= Stefano Zacchetti =

Italian academic (1968–2020)

Stefano Zacchetti (1968 – April 29, 2020) was an Italian academic specialising in Buddhist studies.

From 2012 until his death in 2020 he was Yehan Numata Professor of Buddhist Studies at the University of Oxford and a professorial fellow of Balliol College, Oxford.

== Career ==
Born in 1968, Zacchetti studied Chinese and Sanskrit at Ca' Foscari University of Venice from 1986 to 1994, graduating with a Bachelor of Arts degree; this included two years of study abroad, at Sichuan University (1990–92). He then carried out doctoral studies at Venice and spent time studying at the Sinologisch Instituut and the Kern Institute at Leiden University. Ca' Foscari University of Venice awarded him a PhD in Asian Studies in 1999.

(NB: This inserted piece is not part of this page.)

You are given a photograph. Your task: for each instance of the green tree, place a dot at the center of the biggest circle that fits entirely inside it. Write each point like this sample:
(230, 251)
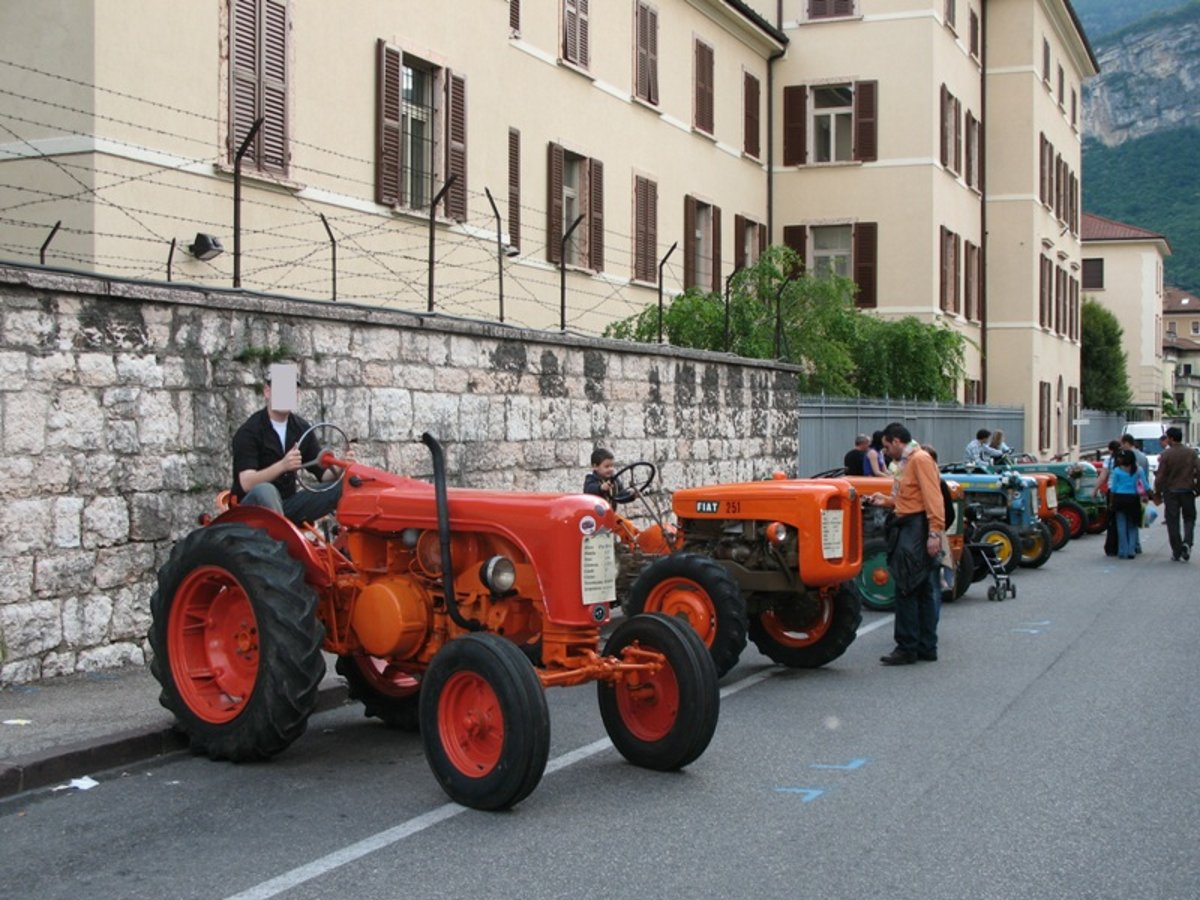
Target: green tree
(1104, 378)
(778, 312)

Zacchetti taught Sinology at University of Padua for the 1999–2000 academic year. In 2001, he was appointed an associate professor at the International Research Institute for Advanced Buddhology at Sōka University in Tokyo. He returned to Ca' Foscari University of Venice in 2005 to take up a tenured lectureship in the Department of Asian and North African Studies. In the autumn of 2011 he was a visiting professor at the University of California, Berkeley. In 2012, he was appointed Yehan Numata Professor of Buddhist Studies at the University of Oxford and a professorial fellow of Balliol College, Oxford.

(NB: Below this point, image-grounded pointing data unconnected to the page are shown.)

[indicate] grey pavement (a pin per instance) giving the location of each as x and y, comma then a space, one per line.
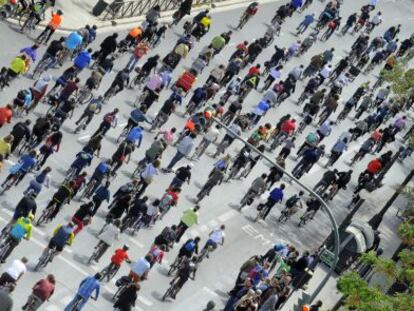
244, 237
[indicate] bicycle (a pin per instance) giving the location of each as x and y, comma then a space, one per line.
32, 303
178, 262
262, 209
27, 22
11, 182
88, 191
308, 215
84, 95
203, 192
109, 272
247, 199
46, 215
41, 67
172, 290
45, 258
243, 21
4, 250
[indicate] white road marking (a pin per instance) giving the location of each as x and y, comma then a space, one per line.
203, 228
227, 215
136, 243
213, 223
145, 301
211, 292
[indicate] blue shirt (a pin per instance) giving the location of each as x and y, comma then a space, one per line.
309, 19
73, 40
83, 60
88, 286
138, 116
82, 159
135, 135
27, 162
103, 168
277, 194
103, 193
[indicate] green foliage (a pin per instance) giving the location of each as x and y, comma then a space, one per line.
401, 80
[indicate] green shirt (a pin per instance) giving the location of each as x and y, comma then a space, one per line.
190, 218
218, 42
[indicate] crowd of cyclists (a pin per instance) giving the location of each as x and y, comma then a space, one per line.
264, 281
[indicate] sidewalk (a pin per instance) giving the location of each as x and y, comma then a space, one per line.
77, 13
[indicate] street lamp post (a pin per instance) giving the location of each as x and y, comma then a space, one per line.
303, 186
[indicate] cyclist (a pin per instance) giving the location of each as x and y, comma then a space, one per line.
14, 272
275, 196
186, 271
41, 292
26, 163
21, 229
82, 217
61, 196
87, 287
36, 184
294, 203
121, 155
19, 132
187, 220
94, 107
54, 23
120, 81
120, 255
109, 120
189, 248
215, 238
140, 268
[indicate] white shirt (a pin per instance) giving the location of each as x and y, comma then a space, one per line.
109, 235
16, 269
326, 71
212, 134
217, 236
276, 74
376, 20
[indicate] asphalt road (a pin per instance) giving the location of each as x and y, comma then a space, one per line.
244, 237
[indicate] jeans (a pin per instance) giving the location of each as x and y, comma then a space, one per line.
132, 62
177, 157
71, 304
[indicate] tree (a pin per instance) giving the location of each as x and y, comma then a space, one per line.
360, 295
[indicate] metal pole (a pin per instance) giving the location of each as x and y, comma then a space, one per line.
324, 206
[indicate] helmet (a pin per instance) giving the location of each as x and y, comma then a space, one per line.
207, 114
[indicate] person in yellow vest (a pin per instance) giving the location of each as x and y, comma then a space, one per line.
17, 66
51, 27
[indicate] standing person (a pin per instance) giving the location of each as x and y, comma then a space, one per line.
86, 288
108, 237
183, 150
139, 52
188, 219
51, 27
126, 300
41, 292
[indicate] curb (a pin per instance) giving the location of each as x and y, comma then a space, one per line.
166, 16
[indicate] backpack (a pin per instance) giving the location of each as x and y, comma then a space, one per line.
292, 201
109, 118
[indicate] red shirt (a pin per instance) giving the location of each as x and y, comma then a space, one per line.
253, 71
119, 257
5, 115
374, 166
288, 127
43, 289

Zacchetti died on 29 April 2020 due to COVID-19.

== Research ==
According to an obituary written by Balliol College, Zacchetti's specialisms were: "early Chinese Buddhist translations (2nd-5th centuries CE); Mahāyāna literature in Sanskrit and Chinese; the history of the Chinese Buddhist canon; and Chinese Buddhism (particularly early Chinese Buddhist commentaries)". Sociotechnical researcher Christine Borgman gave a detailed account of his data scholarship in one of her books. The obituary from the European Association for Chinese Studies considered him to rank as among the "most distinguished scholars and teachers in the field of Buddhist Studies."

== Publications ==

- The Da zhidu lun 大智度論 (*Mahāprajñāpāramitopadeśa) and the History of the Larger Prajñāpāramitā: Patterns of Textual Variation in Mahāyāna Sūtra Literature, Hamburg Buddhist Studies 14 (Bochum/Freiberg: Projektverlag, 2021 – edited for publication by Michael Radich and Jonathan Silk).
- In Praise of the Light: A Critical Synoptic Edition with an Annotated Translation of Chapters 1-3 of Dharmarakṣa’s Guang zan jing 光讚經, Being the Earliest Chinese Translation of the Larger Prajñāpāramitā, Bibliotheca Philologica et Philosophica Buddhica VIII (Tokyo: The International Research Institute for Advanced Buddhology, 2005).
- ‘Some remarks on Peṭaka passages in the Da Zhidu Lun and their relation to the Pāli Peṭakopadesa’, Annual Report of The International Research Institute for Advanced Buddhology at Soka University for the Academic Year 2001 (ARIRIAB), vol. 5: 67-86, 2002.